Я молчал, он продолжал дальше:

– Заранее также нужно прогнозировать, что скажет наша критика! Если моя история слишком оденется литературным халатом, скажут, что роман сотворил, хоть слова не смыслю, если напишу сухо, никто не прочитает. Для одних это будет слишком мудрым, для других слишком лёгким… конец концов Бартошевич сделает вывод, что материалы ещё недостаточно предварительно обтёсаны, чтобы преждевременно строить. Когда подумаю, кто труд тридцати лет будет судить… в газетах, в журналах, кто его оценит, кто его внимательно прочитает, руки мои опускаются. Вот студент немецкой академии, открыв одну ошибочную дату в печати, обвинит меня в неточности… а фильетонист осудит план содержания и глав и… если первая критика будет хоть глупой, а смелой и острой, дело пропало; впечатление останется. Притом и неизвестное имя, а тут столько достойных!..

Он опустил голову.

– Но, несмотря на это… нужно закончить.

Через год после этой беседы я шёл за гробом бывшего товарища на Повазки, думая по дороге, что стало с той историей, сочиняемой тридцать с лишним лет.

Нужно было дать почтенной вдове отойти от горя. Само собой через шесть месяцев я несмело постучал в её двери.

Она занимала ту же самую квартиру.
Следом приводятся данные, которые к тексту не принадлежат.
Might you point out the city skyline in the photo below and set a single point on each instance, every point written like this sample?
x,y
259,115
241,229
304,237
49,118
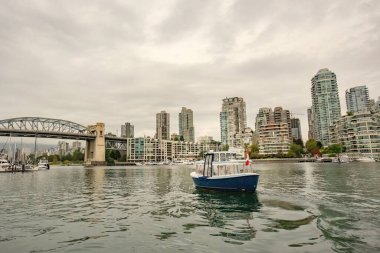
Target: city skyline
x,y
114,63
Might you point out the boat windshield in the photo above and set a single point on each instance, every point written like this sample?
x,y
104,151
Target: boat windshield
x,y
224,156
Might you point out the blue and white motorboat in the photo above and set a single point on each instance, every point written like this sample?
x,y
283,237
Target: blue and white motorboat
x,y
224,171
43,164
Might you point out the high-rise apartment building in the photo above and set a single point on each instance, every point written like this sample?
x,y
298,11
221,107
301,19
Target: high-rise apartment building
x,y
359,134
186,126
127,130
325,104
233,119
274,130
163,126
295,127
268,116
357,99
264,117
310,121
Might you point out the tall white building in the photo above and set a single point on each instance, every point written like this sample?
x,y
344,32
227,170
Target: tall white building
x,y
186,126
233,119
357,99
163,125
295,126
325,104
359,134
310,121
127,130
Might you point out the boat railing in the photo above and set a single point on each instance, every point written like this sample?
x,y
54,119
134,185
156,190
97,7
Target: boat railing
x,y
224,169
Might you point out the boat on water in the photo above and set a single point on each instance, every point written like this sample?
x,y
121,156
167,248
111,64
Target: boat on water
x,y
5,166
223,171
366,159
43,164
341,159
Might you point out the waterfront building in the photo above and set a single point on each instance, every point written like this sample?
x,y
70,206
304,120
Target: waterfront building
x,y
274,138
76,145
127,130
264,117
243,138
63,148
174,137
268,116
310,121
155,150
205,139
282,116
233,119
163,126
186,126
374,105
295,126
325,104
359,133
357,99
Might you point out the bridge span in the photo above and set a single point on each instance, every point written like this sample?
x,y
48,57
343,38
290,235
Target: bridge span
x,y
94,135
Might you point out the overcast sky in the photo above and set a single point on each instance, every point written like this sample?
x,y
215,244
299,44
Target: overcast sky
x,y
124,61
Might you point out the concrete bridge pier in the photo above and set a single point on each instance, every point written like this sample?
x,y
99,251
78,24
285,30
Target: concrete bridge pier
x,y
95,151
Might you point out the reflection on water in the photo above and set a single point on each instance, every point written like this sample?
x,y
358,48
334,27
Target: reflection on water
x,y
297,208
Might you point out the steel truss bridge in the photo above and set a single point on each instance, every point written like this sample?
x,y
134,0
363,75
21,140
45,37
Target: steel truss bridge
x,y
54,128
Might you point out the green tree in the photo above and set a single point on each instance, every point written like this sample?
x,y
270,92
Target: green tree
x,y
333,149
225,147
311,144
295,150
254,149
78,155
299,142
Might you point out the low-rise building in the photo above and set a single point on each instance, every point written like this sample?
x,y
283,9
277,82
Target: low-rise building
x,y
274,139
359,133
155,150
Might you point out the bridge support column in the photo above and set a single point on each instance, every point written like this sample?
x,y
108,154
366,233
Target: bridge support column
x,y
95,152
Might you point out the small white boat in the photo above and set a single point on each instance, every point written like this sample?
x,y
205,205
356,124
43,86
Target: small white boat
x,y
5,166
341,159
43,164
365,159
223,171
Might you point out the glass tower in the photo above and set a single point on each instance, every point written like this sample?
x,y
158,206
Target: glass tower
x,y
325,104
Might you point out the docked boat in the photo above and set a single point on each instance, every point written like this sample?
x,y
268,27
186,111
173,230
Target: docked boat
x,y
5,166
341,159
223,171
366,159
43,164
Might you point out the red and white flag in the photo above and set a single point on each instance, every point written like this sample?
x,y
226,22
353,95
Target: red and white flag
x,y
246,158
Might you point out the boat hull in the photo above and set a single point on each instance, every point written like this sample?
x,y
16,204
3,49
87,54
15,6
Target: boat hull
x,y
239,182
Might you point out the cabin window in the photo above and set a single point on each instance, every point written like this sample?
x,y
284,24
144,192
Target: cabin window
x,y
222,157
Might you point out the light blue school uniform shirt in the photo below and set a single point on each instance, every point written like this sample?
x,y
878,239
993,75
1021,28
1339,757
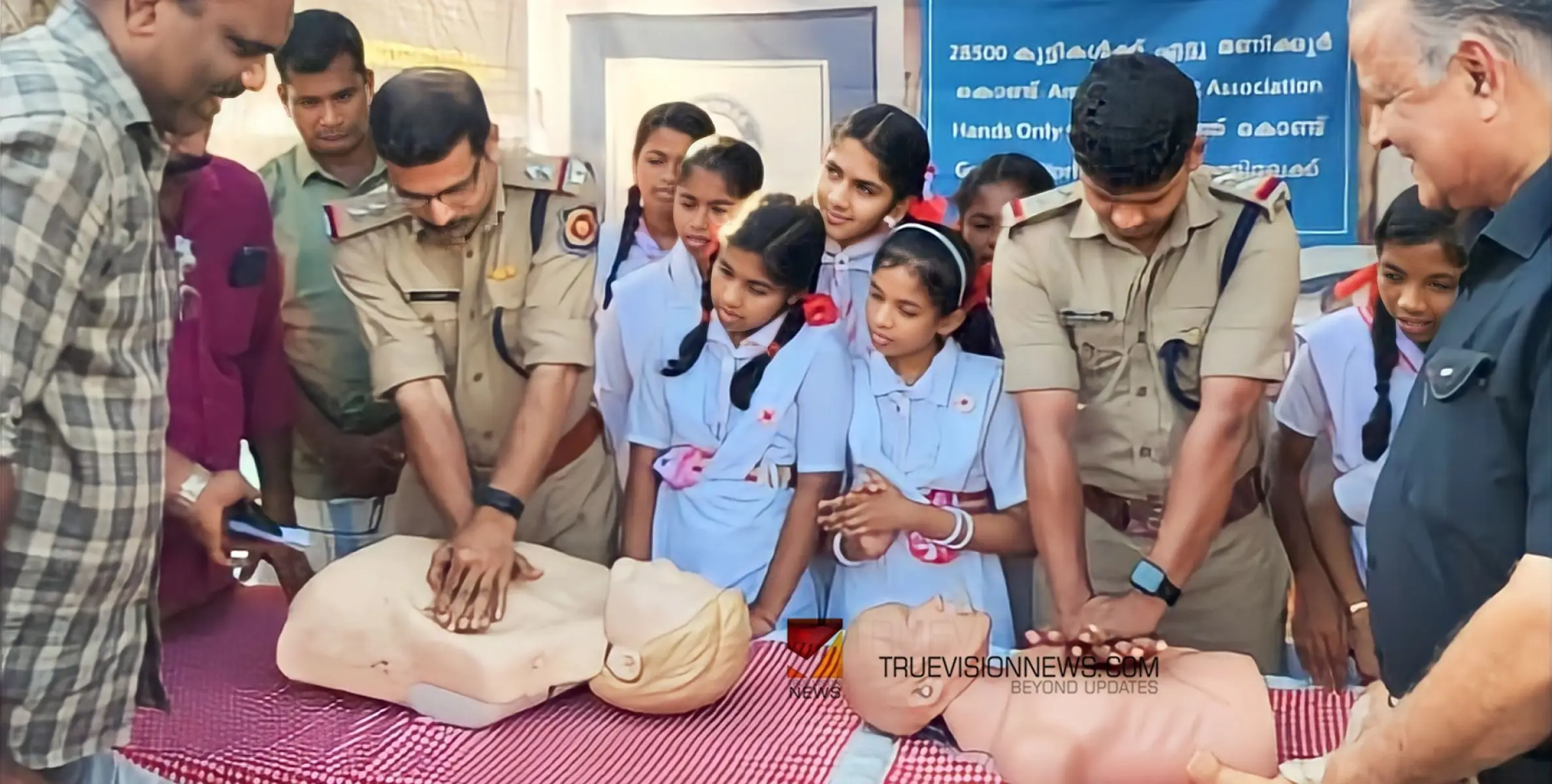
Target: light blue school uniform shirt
x,y
649,302
727,527
952,431
845,275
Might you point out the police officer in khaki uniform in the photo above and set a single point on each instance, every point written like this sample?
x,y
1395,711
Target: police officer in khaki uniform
x,y
472,280
1144,311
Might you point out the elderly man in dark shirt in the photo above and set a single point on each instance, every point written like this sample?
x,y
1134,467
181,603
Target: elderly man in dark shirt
x,y
1461,522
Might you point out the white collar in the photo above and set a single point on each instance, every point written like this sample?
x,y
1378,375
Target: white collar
x,y
755,345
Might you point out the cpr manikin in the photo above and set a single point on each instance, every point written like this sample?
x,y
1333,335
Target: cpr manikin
x,y
1096,733
646,637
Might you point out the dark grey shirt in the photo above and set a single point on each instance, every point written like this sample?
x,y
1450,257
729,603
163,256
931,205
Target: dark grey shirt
x,y
1467,488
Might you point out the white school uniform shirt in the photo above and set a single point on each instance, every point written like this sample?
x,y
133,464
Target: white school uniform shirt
x,y
952,431
643,252
649,302
727,527
845,275
1330,389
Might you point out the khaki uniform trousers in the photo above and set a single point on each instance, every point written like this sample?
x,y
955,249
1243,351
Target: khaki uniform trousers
x,y
574,511
1236,601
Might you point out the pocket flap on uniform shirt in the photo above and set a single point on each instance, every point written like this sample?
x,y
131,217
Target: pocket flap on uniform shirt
x,y
1453,370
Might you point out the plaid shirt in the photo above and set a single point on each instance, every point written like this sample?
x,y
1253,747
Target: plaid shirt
x,y
88,295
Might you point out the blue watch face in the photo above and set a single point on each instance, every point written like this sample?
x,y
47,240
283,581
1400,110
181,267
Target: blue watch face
x,y
1147,576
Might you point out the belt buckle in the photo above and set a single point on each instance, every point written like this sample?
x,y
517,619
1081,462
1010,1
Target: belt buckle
x,y
1144,523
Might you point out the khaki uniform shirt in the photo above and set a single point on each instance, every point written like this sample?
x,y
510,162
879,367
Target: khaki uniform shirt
x,y
483,311
323,337
1057,275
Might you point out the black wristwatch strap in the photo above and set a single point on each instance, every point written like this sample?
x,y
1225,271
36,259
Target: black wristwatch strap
x,y
500,500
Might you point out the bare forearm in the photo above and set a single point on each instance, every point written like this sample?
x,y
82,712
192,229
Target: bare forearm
x,y
1056,516
795,547
1293,529
536,431
1484,702
642,500
435,446
997,533
1200,486
272,454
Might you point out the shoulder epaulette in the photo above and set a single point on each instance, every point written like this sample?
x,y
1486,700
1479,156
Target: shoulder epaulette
x,y
545,172
1042,205
1263,190
362,213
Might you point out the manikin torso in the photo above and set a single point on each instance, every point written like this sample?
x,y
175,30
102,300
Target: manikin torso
x,y
362,626
1046,727
1104,732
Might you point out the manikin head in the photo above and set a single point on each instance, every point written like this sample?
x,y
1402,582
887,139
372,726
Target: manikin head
x,y
876,680
676,642
1464,89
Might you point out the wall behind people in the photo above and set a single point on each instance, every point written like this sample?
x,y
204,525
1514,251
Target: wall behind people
x,y
775,73
485,38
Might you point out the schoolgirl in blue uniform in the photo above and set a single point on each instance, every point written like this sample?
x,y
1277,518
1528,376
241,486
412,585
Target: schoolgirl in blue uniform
x,y
936,446
644,233
1351,378
874,168
995,182
713,182
741,431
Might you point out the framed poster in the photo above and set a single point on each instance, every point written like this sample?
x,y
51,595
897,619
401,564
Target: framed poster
x,y
781,108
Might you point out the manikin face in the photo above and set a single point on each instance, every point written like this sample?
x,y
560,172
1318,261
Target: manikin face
x,y
895,700
646,601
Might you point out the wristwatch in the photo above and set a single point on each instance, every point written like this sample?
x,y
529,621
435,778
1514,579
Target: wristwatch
x,y
1152,581
499,500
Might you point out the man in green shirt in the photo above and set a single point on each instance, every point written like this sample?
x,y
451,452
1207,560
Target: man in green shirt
x,y
350,449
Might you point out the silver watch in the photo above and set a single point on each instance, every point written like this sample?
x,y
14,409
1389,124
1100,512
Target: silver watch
x,y
193,486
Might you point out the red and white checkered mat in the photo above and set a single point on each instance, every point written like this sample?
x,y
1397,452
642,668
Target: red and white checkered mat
x,y
1310,724
238,721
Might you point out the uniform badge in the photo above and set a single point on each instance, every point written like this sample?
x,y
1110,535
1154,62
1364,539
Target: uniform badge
x,y
580,230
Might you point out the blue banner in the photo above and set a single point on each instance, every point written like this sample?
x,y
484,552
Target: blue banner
x,y
1278,93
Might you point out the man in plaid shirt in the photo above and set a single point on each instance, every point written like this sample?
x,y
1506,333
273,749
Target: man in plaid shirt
x,y
89,294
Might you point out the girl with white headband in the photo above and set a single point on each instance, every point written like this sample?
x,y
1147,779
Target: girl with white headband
x,y
936,448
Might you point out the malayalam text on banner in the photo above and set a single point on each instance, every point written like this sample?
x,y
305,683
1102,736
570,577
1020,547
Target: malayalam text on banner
x,y
1278,93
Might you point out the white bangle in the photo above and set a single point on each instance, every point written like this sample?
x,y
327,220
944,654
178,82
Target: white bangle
x,y
840,558
195,485
969,530
957,533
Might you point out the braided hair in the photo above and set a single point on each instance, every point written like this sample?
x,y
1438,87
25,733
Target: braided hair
x,y
1406,222
679,116
791,241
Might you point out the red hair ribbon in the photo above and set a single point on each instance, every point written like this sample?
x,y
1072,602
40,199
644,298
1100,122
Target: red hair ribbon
x,y
818,310
1355,282
980,289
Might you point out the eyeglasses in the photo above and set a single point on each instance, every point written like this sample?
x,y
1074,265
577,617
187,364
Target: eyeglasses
x,y
457,196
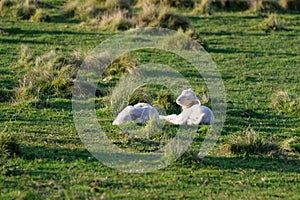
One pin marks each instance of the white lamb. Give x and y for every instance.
(141, 112)
(192, 111)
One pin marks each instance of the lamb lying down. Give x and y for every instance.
(141, 112)
(192, 111)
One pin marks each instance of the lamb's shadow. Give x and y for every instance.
(260, 164)
(239, 118)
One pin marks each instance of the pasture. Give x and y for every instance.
(256, 156)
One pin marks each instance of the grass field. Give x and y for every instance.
(254, 64)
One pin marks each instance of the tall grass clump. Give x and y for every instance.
(161, 16)
(115, 21)
(264, 6)
(184, 40)
(84, 10)
(118, 5)
(8, 145)
(252, 143)
(284, 102)
(41, 16)
(52, 75)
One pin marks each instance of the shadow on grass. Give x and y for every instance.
(239, 118)
(54, 153)
(51, 32)
(259, 164)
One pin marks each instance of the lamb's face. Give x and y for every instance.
(186, 98)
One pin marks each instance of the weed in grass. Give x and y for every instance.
(252, 143)
(26, 56)
(285, 103)
(203, 7)
(25, 11)
(8, 144)
(70, 9)
(41, 16)
(290, 4)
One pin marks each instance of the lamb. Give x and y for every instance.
(141, 112)
(192, 111)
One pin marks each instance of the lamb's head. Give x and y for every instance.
(187, 99)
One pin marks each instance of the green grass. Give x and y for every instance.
(254, 65)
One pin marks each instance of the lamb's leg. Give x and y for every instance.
(174, 119)
(200, 119)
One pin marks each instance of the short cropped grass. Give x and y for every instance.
(55, 164)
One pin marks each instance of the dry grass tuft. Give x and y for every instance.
(285, 103)
(53, 75)
(8, 145)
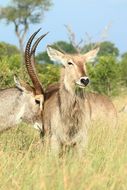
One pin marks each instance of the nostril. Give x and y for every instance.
(84, 81)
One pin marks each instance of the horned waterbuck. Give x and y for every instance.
(68, 110)
(21, 103)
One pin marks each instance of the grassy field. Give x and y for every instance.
(26, 165)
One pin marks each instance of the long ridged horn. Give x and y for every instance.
(31, 71)
(33, 49)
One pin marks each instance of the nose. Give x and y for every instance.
(84, 81)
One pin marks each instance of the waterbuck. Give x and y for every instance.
(21, 103)
(68, 110)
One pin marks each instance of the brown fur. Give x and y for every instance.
(69, 112)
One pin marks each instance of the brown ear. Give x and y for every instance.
(55, 55)
(23, 85)
(91, 55)
(40, 99)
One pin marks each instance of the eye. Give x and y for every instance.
(70, 63)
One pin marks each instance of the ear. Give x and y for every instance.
(91, 55)
(40, 99)
(21, 85)
(55, 55)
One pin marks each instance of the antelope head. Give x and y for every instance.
(38, 91)
(74, 71)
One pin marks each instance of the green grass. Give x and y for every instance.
(26, 165)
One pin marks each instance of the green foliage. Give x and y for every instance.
(106, 48)
(28, 165)
(105, 75)
(123, 64)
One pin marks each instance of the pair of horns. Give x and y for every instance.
(30, 61)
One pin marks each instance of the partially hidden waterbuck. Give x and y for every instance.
(22, 103)
(68, 110)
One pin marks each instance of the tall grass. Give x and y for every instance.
(26, 165)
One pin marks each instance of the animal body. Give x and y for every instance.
(68, 110)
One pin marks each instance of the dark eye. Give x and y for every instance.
(70, 63)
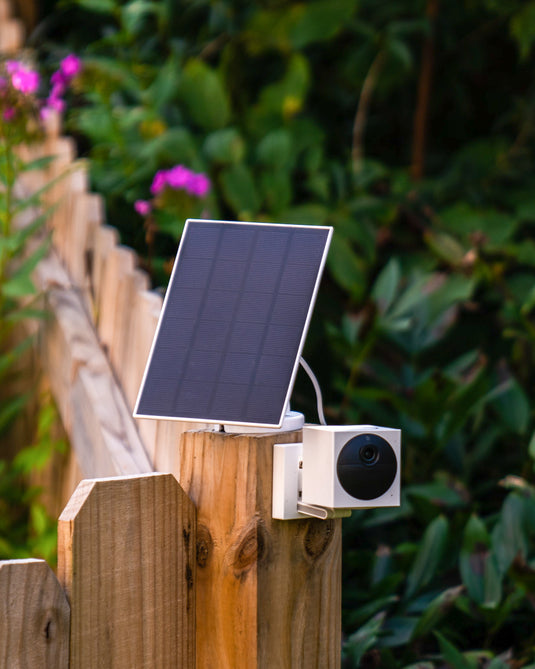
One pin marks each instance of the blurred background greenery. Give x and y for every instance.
(409, 126)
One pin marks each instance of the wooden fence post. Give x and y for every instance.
(34, 617)
(268, 591)
(126, 557)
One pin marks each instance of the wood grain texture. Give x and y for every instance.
(126, 557)
(268, 591)
(34, 617)
(91, 403)
(11, 36)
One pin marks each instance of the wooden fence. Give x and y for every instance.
(152, 573)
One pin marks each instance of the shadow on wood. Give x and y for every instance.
(126, 558)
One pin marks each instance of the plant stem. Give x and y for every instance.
(361, 116)
(421, 115)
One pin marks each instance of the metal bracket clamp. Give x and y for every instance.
(287, 487)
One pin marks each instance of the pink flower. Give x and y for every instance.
(55, 103)
(12, 66)
(159, 182)
(199, 185)
(24, 80)
(59, 81)
(143, 207)
(179, 177)
(70, 66)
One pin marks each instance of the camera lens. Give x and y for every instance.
(369, 454)
(367, 466)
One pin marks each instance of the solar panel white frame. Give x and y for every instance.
(221, 419)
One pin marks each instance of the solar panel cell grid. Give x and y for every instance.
(233, 322)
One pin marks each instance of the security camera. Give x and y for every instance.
(336, 469)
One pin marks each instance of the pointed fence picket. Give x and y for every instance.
(125, 594)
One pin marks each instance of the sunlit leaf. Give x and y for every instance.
(478, 565)
(202, 90)
(429, 555)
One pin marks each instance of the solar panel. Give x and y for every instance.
(233, 323)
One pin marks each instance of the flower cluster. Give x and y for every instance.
(19, 85)
(178, 178)
(69, 67)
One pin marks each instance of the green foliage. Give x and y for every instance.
(304, 113)
(25, 528)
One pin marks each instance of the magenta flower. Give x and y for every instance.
(58, 81)
(179, 177)
(199, 185)
(143, 207)
(70, 66)
(12, 66)
(159, 182)
(24, 80)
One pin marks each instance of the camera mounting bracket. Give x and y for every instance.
(287, 487)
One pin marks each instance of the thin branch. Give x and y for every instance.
(361, 116)
(421, 115)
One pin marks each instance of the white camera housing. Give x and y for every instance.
(336, 476)
(337, 468)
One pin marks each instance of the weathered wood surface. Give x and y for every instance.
(91, 403)
(268, 591)
(34, 617)
(126, 558)
(11, 30)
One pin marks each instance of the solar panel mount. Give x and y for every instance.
(233, 323)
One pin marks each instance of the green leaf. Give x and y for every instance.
(203, 93)
(451, 655)
(11, 408)
(171, 147)
(286, 97)
(133, 14)
(513, 407)
(276, 188)
(224, 146)
(18, 286)
(522, 28)
(102, 6)
(428, 557)
(398, 631)
(445, 246)
(478, 565)
(386, 285)
(436, 611)
(489, 226)
(346, 267)
(363, 639)
(320, 20)
(509, 538)
(275, 149)
(306, 214)
(239, 190)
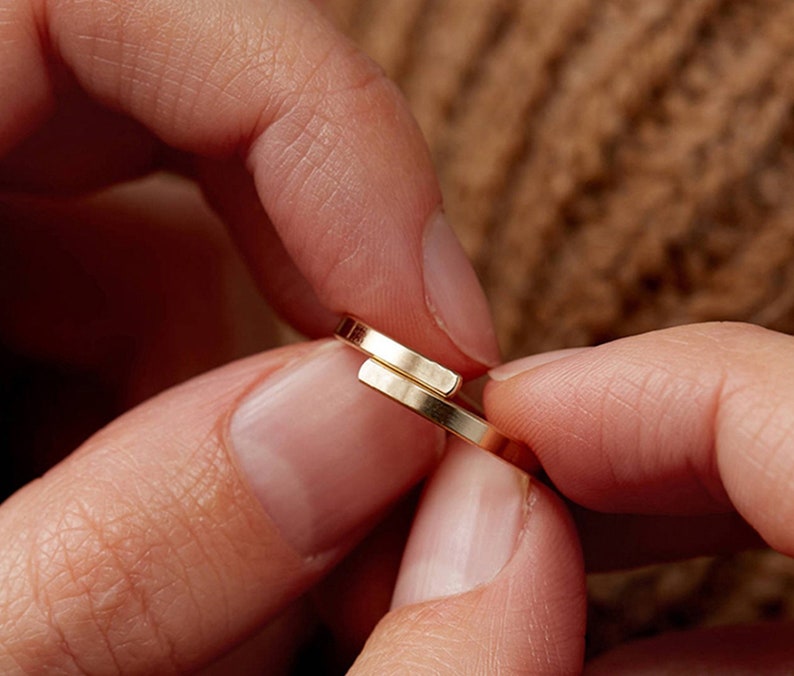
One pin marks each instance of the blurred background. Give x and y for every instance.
(612, 167)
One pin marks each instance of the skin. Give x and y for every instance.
(154, 547)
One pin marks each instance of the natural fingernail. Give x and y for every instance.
(514, 368)
(466, 529)
(323, 453)
(454, 295)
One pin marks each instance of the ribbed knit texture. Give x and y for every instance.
(614, 166)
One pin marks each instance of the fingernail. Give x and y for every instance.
(466, 528)
(323, 453)
(514, 368)
(454, 295)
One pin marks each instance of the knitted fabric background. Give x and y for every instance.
(612, 167)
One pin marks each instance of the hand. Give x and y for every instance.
(204, 515)
(683, 437)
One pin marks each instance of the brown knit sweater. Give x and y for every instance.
(613, 166)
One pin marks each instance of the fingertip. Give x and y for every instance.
(514, 595)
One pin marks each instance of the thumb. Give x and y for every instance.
(188, 523)
(491, 579)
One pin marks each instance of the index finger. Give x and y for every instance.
(339, 165)
(695, 419)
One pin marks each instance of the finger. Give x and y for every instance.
(759, 649)
(139, 283)
(491, 580)
(354, 597)
(689, 420)
(338, 163)
(191, 521)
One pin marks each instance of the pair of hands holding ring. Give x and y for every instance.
(216, 525)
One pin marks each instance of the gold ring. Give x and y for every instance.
(405, 361)
(420, 384)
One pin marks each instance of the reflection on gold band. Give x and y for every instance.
(420, 384)
(399, 358)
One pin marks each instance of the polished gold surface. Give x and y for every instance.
(426, 372)
(442, 412)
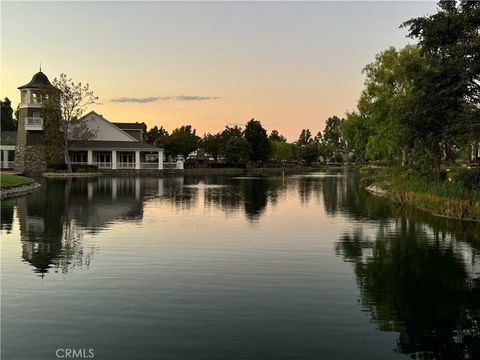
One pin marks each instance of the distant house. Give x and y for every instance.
(115, 146)
(199, 158)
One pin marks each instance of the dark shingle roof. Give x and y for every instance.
(39, 80)
(129, 126)
(112, 145)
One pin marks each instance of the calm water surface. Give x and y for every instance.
(293, 267)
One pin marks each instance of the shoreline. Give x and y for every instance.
(426, 203)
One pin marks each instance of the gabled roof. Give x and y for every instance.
(109, 123)
(129, 126)
(112, 145)
(8, 137)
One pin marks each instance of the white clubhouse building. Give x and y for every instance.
(116, 146)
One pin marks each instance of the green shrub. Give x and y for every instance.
(468, 178)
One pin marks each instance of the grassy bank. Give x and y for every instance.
(448, 198)
(8, 181)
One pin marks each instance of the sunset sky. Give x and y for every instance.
(208, 64)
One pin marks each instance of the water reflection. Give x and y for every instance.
(418, 276)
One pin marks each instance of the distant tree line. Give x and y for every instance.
(252, 144)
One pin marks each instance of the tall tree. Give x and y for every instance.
(154, 134)
(212, 143)
(450, 87)
(332, 136)
(7, 121)
(305, 137)
(257, 139)
(276, 136)
(72, 103)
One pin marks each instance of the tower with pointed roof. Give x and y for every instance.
(30, 152)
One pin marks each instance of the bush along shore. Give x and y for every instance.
(14, 185)
(456, 197)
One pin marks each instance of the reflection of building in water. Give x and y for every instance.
(53, 235)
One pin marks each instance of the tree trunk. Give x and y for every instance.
(67, 157)
(404, 156)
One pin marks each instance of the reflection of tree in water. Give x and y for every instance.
(308, 186)
(416, 282)
(253, 194)
(76, 252)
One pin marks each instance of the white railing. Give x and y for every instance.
(7, 164)
(169, 165)
(33, 123)
(148, 165)
(103, 165)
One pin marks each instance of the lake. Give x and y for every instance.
(281, 267)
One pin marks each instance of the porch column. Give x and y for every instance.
(114, 159)
(90, 191)
(137, 188)
(137, 160)
(114, 189)
(5, 159)
(90, 157)
(160, 159)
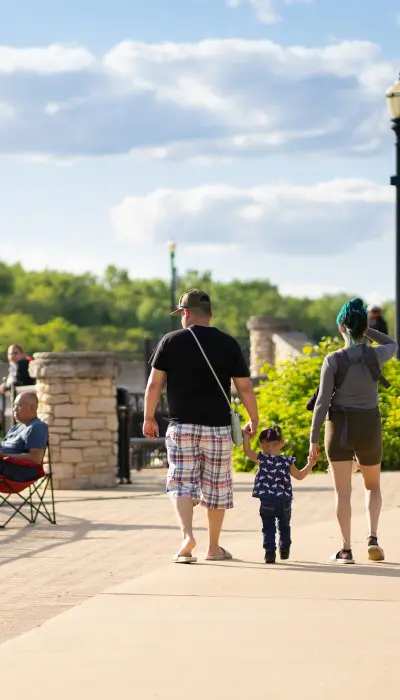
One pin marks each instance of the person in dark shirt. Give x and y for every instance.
(273, 486)
(198, 439)
(25, 442)
(18, 371)
(376, 320)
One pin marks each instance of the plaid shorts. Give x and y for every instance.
(199, 459)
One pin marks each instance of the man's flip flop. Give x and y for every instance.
(219, 557)
(184, 559)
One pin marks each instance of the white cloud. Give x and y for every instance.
(283, 218)
(46, 60)
(265, 9)
(215, 98)
(7, 113)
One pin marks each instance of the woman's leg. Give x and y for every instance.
(341, 475)
(373, 496)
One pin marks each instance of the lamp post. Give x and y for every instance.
(393, 100)
(172, 251)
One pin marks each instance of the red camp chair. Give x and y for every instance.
(34, 502)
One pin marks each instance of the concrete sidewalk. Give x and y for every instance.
(303, 629)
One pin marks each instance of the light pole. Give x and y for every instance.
(172, 251)
(393, 100)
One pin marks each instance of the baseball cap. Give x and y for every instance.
(193, 299)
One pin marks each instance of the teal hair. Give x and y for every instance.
(353, 316)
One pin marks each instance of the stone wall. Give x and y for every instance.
(271, 341)
(289, 345)
(262, 346)
(77, 399)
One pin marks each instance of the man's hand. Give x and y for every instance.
(150, 429)
(314, 454)
(251, 428)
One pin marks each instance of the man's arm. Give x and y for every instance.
(245, 389)
(301, 474)
(154, 388)
(35, 455)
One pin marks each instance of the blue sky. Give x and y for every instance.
(253, 132)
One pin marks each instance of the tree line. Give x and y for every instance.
(55, 311)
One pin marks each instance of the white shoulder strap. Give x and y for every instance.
(211, 367)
Комната Милчка была закрытой, приняла меня в маленькой гостиной, загромождённой и бедной, кроили для детей траурные платья. Я начал с соболезнования.

– А, да, – отозвалась она, плача, – достойный мой Дамиан покоится, добрый, благородный был человек. Но, пане, как же он нас оставил! Этой своей несчастной истории пожертвовал всё.

– Что же с ней сталось?

– Книги я евреям продала, – проговорила она, – потому что это был хлам, не много стоил. Только такой сумасшедший человек, как этот пан Дамиан, мог привязывать к ним какую-то цену.

– А рукописи? – добавил я с испугом.

– Во время погребения ещё часть сгорела, – равнодушно ответила профессорова, – а так как этот мусор занимал много места, и остальную часть я бросила в печь, потому что уже и смотреть не могла на эти бумажки, ради которых мы пали жертвой.